Much has been written about the lack of women in Coalition ranks, and with good reason, but it is also the quality of those women and the way they are treated by their party that raises even more concern.
First, some statistics.
In the combined houses of parliament, Labor has 95 sitting members, 45 of whom are female (47.4%). The Coalition has 106 sitting members, 22 of whom are female (20.8%).
Office bearers, including the ministry, the outer ministry, parliamentary secretaries and their shadows, show a similar disparity with Labor filling 18 out of 46 positions with women (39.1%) and the Coalition, 10 out of 42 positions (23.8%).
Apart from the numbers discussion is the question of what role women play in their party’s decision-making.
Julie Bishop has been reduced to wandering around the world going to fashion shows and gala events and the role of Chief Protocol Officer fronting the media when Australians overseas are in trouble or calling for unity in the party room and a focus on the “Kill Bill” strategy.
As John Menadue points out, our ‘foreign policy’ has been taken over by the defence, security and military clique led by the Department of Defence, the Australian Strategic Policy Institute which is financed by DoD and defence contractors, ASIO, Border Protection and the Office of National Assessments.
Our military and defence clique in Australia is in turn heavily dependent on the US Departments of Defence, State, CIA and FBI for advice.
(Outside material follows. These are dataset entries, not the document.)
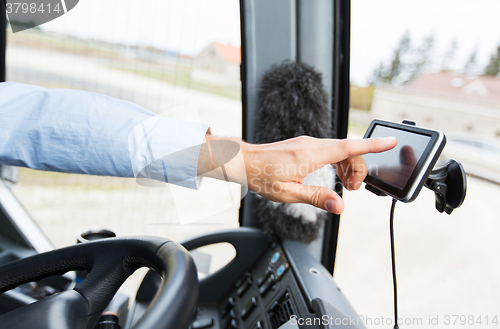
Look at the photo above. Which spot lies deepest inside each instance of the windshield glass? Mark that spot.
(435, 63)
(175, 58)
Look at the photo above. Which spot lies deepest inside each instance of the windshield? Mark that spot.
(175, 58)
(435, 63)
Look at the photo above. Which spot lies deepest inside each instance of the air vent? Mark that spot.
(281, 311)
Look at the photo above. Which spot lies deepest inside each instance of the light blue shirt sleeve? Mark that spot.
(81, 132)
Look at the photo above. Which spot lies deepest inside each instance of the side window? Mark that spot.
(153, 54)
(438, 64)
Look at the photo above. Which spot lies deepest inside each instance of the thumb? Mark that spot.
(320, 197)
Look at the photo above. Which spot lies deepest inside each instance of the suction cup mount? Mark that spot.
(449, 184)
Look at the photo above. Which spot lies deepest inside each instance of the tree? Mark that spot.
(420, 59)
(389, 74)
(493, 67)
(471, 64)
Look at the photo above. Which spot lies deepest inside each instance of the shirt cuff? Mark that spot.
(167, 150)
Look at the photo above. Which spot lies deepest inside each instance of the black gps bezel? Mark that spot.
(433, 149)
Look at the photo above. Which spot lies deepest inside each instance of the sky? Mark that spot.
(377, 26)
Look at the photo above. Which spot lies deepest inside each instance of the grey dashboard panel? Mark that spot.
(315, 280)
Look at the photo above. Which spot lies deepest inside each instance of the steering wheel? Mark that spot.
(109, 262)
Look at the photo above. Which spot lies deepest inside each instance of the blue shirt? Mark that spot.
(81, 132)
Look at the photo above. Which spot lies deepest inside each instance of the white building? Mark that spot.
(217, 64)
(444, 100)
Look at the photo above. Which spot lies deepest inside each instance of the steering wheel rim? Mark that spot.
(109, 263)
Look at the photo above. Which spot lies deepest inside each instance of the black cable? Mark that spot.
(393, 258)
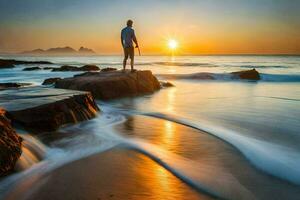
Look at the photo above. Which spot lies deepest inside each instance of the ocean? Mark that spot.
(231, 139)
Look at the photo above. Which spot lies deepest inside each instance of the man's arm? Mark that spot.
(134, 39)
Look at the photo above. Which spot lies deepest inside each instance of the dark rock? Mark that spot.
(42, 109)
(108, 69)
(247, 74)
(10, 145)
(73, 68)
(4, 64)
(86, 74)
(31, 68)
(12, 85)
(50, 81)
(114, 84)
(66, 68)
(166, 84)
(89, 68)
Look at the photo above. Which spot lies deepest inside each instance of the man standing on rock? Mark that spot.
(127, 39)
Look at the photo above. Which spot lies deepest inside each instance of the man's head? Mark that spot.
(129, 23)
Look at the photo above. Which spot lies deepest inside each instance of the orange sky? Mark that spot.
(200, 27)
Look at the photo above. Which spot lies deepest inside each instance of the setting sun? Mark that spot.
(172, 44)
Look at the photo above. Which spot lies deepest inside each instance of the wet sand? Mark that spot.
(114, 174)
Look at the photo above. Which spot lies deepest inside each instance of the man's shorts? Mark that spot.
(129, 51)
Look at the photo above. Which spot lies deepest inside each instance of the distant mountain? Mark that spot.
(60, 51)
(85, 50)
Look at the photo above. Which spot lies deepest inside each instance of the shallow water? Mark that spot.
(237, 139)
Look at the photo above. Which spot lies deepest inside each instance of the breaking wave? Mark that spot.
(229, 77)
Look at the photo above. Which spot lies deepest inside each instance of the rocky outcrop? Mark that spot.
(4, 86)
(73, 68)
(48, 68)
(108, 69)
(114, 84)
(42, 109)
(50, 81)
(89, 68)
(31, 68)
(10, 145)
(247, 74)
(4, 64)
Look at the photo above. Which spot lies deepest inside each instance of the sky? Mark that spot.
(199, 26)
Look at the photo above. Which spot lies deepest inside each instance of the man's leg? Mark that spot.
(125, 58)
(132, 58)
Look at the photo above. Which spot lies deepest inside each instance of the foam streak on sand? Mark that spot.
(273, 159)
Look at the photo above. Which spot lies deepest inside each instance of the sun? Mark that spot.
(172, 44)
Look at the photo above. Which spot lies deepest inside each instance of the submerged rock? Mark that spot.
(45, 109)
(10, 145)
(73, 68)
(247, 74)
(4, 65)
(89, 68)
(50, 81)
(166, 84)
(48, 68)
(4, 86)
(65, 68)
(108, 69)
(31, 68)
(114, 84)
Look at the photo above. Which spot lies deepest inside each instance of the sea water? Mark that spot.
(252, 126)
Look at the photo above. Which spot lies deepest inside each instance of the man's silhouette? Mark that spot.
(127, 39)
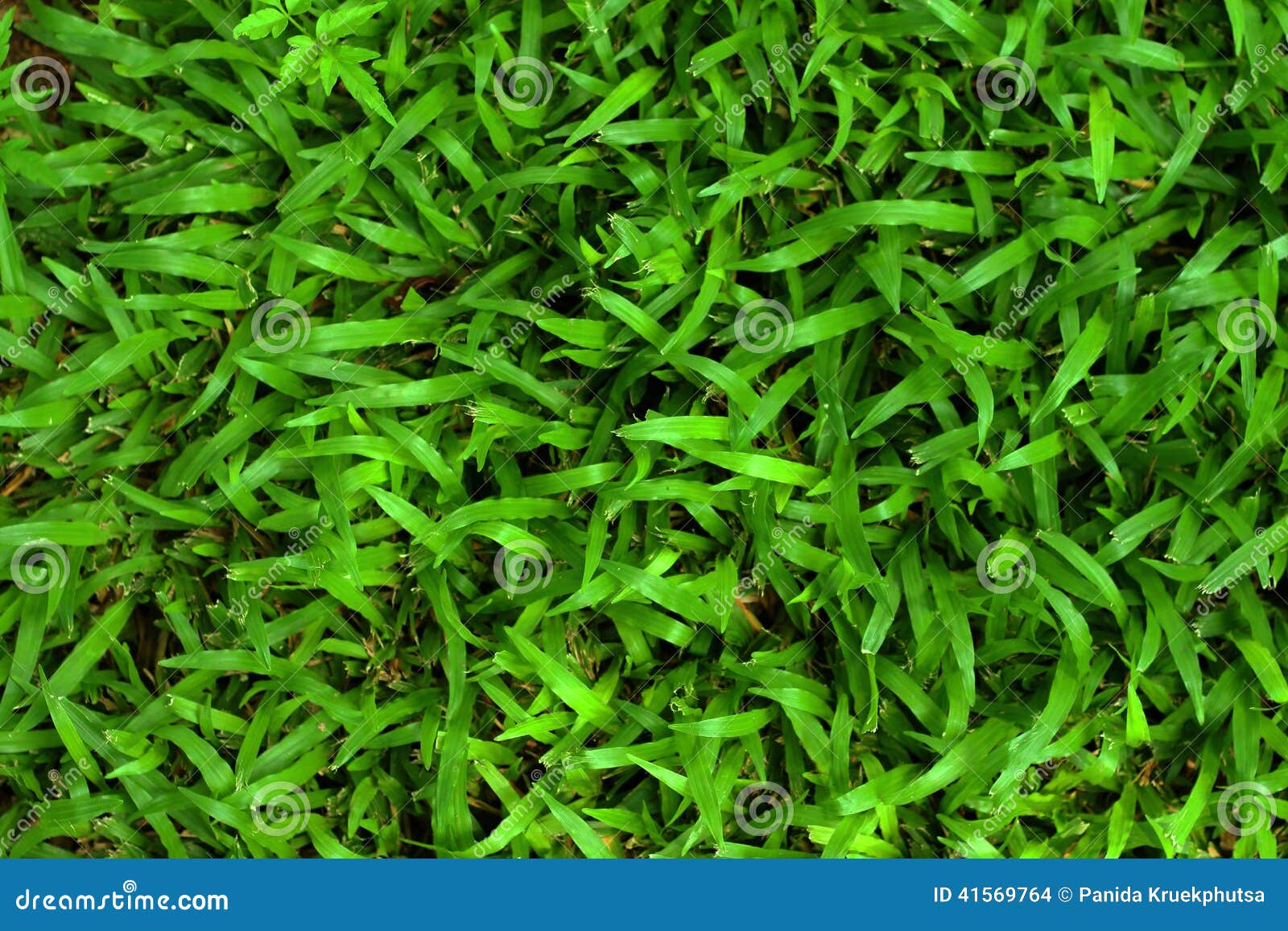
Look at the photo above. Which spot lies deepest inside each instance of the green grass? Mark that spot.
(643, 428)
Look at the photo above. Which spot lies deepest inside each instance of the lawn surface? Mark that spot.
(643, 428)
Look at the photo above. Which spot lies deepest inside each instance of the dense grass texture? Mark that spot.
(639, 428)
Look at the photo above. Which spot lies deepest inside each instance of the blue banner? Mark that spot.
(670, 894)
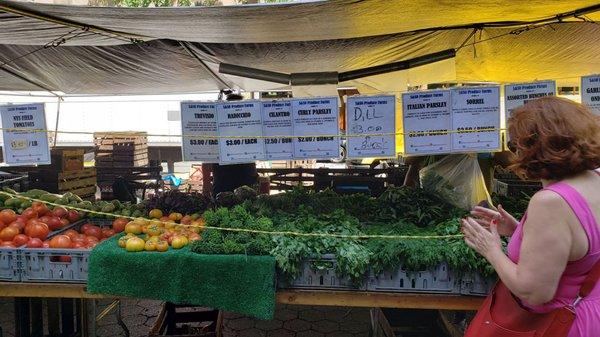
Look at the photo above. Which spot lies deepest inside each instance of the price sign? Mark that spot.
(199, 119)
(22, 145)
(516, 95)
(315, 123)
(242, 122)
(375, 118)
(427, 120)
(590, 92)
(277, 121)
(476, 119)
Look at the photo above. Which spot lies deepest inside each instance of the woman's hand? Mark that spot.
(506, 222)
(485, 242)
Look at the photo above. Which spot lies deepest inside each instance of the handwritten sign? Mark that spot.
(516, 95)
(427, 120)
(23, 146)
(590, 92)
(242, 122)
(199, 119)
(315, 122)
(476, 119)
(375, 118)
(277, 121)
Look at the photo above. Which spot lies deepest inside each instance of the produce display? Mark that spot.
(398, 211)
(32, 226)
(175, 220)
(159, 233)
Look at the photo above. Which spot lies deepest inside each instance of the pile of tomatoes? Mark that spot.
(32, 227)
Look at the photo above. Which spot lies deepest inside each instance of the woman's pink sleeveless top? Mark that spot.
(587, 322)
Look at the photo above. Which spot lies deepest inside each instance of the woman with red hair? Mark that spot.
(556, 244)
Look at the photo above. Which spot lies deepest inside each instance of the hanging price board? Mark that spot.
(199, 119)
(590, 92)
(316, 128)
(242, 122)
(476, 119)
(516, 95)
(371, 125)
(427, 120)
(22, 145)
(277, 121)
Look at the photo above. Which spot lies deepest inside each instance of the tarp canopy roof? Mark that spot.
(107, 50)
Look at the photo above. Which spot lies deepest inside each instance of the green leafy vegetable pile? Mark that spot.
(398, 211)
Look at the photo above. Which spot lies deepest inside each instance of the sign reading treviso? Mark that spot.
(23, 145)
(247, 131)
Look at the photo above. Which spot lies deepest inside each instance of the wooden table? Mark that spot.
(298, 297)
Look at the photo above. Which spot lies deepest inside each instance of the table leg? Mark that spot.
(120, 321)
(53, 317)
(67, 316)
(22, 317)
(37, 317)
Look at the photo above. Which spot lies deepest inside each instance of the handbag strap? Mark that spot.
(590, 281)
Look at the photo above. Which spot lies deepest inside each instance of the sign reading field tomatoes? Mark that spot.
(23, 145)
(199, 119)
(316, 128)
(277, 122)
(426, 123)
(590, 92)
(516, 95)
(371, 125)
(243, 123)
(476, 119)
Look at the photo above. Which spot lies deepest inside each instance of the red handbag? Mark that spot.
(501, 314)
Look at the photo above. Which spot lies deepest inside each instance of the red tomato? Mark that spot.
(119, 224)
(40, 208)
(61, 241)
(73, 216)
(71, 233)
(18, 225)
(8, 233)
(34, 243)
(107, 232)
(89, 239)
(32, 221)
(94, 231)
(29, 213)
(20, 239)
(7, 244)
(37, 230)
(8, 216)
(60, 212)
(78, 238)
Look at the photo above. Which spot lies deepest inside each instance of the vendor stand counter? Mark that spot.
(295, 297)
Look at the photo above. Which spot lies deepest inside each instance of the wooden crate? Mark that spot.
(81, 183)
(66, 160)
(187, 321)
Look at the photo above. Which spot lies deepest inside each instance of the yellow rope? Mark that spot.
(254, 231)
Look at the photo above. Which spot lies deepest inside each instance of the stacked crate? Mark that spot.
(119, 154)
(65, 174)
(121, 149)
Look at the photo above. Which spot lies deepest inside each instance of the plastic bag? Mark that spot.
(457, 179)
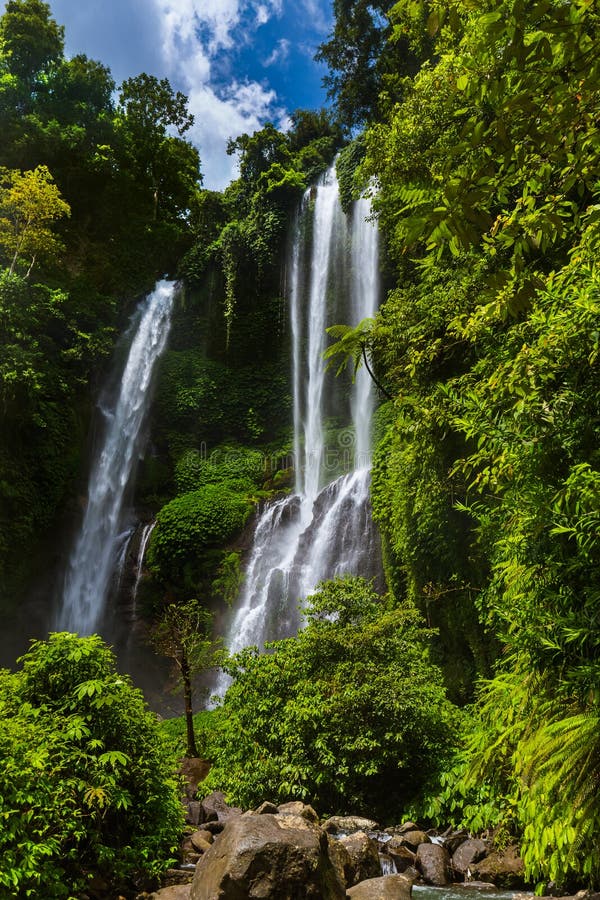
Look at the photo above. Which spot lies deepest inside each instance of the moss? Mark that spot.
(194, 522)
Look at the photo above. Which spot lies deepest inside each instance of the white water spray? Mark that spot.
(320, 531)
(95, 554)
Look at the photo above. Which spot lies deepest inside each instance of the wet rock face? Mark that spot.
(391, 887)
(349, 825)
(402, 855)
(364, 858)
(271, 857)
(467, 854)
(503, 867)
(434, 864)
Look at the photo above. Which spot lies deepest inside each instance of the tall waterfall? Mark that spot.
(99, 542)
(325, 528)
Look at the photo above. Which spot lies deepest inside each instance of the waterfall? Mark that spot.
(139, 566)
(96, 551)
(365, 301)
(325, 528)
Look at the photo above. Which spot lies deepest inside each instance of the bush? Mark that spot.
(193, 522)
(225, 463)
(349, 714)
(86, 783)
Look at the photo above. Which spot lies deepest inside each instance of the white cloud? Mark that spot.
(192, 33)
(280, 53)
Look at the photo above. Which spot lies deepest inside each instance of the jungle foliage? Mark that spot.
(349, 715)
(485, 484)
(87, 784)
(70, 265)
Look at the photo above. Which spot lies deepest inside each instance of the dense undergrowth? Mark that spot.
(479, 145)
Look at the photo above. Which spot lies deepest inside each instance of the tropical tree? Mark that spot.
(182, 633)
(30, 40)
(148, 108)
(29, 203)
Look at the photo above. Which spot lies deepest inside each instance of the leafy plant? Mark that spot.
(79, 749)
(349, 713)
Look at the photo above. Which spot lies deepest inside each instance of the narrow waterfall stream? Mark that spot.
(325, 528)
(100, 541)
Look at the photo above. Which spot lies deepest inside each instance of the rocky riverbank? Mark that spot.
(285, 852)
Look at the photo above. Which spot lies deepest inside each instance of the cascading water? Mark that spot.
(95, 554)
(325, 528)
(139, 566)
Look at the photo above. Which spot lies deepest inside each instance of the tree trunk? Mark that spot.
(187, 695)
(370, 371)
It is at their insistence that we find our government identifying China as a ‘threat’ and it is at their insistence that Australia is ramping up its strike force capability. Why does Julie Bishop attend NATO meetings?
ASIO and ASIS are very generously funded, but not DFAT. Further Julie Bishop has agreed to an unprecedented slashing of the Overseas Development Aid budget. She has little influence.
Whilst Marise Payne seems a competent Minister, she is dancing to the tune played by the industrial military complex and increasingly seems to just be the lead-up act for Christopher Pyne’s multi-billion-dollar spending spree.
And then there is Michaelia Cash who would rather be described as feminine than as a feminist. Michaelia Cash who is more renowned for screeching nasty attacks on other women than for anything she has achieved as a parliamentarian. Michaelia Cash who was so hellbent on destroying the union movement that she, or her staff, illegally tipped off the media about, and wasted police resources on, raids on union headquarters about a donation they made more than a decade ago. We can only wonder why, after more than 150 days, Ms Cash has still not been interviewed by the AFP.
Tellingly, she is no longer responsible for Industrial Relations which has now been given to Craig Laundy.
Also in the ministry, we have Bridget McKenzie, described by Barnaby Joyce as “a flash bit of kit” in parliament. Only two of the 20 Nationals in parliament are women which may explain Barnaby’s excitement and, dare I say, Bridget’s promotion to deputy leader. She can be relied upon to toe the party line and not rock the boat. Unfortunately, her passion seems to be limited to watering down gun laws.
And to round out the female Coalition Ministry we have the hapless Kelly O’Dwyer who is great at fundraising but not so good at understanding the economic policy she is sent out to spruik. After a few spectacular gaffes, she seems to have largely disappeared from the media other than the occasional backdrop appearance.
In the outer ministry we have Concetta Fierravanti-Wells and four parliamentary secretaries – Karen Andrews, Jane Prentice, Melissa Price and Anne Rushton.
Compare them to the strong intelligent women in Labor’s Shadow Ministry – Tanya Plibersek, Penny Wong, Jenny Macklin, Katherine King, Amanda Rishworth, Michelle Rowland, and Julie Collins. In the outer shadow ministry they have Claire Moore, Linda Burney, Carol Brown and Clare O’Neil, and seven parliamentary secretaries – Jacinta Collins, Terri Butler, Helen Polley, Julie Owens, Louise Pratt, Gai Brodtmann, Lisa Chesters and Deborah O’Neill.
And that is before you get to a backbench with very talented women like Kristina Keneally, Ged Kearny, Lisa Singh, Jenny McAllister, Anne Aly, Kate Ellis and Katy Gallagher among others.
All of these Labor women make their voices heard and are instrumental, not just in talking about policy, but in framing it.
There have been women in the Coalition, like Judi Moylan and Sharman Stone, who have dared to speak out against the boys’ decisions but it kills any chance they have for advancement. Stick to the talking points or be quiet is the message. Go do some fundraising or just nod and ask Dorothy Dixxers when asked to.
Women will never be able to achieve their potential under a Coalition government who insists on making decisions about them and for them, but rarely with them.
It would be interesting to know how many of the Coalition men went to an all boys school.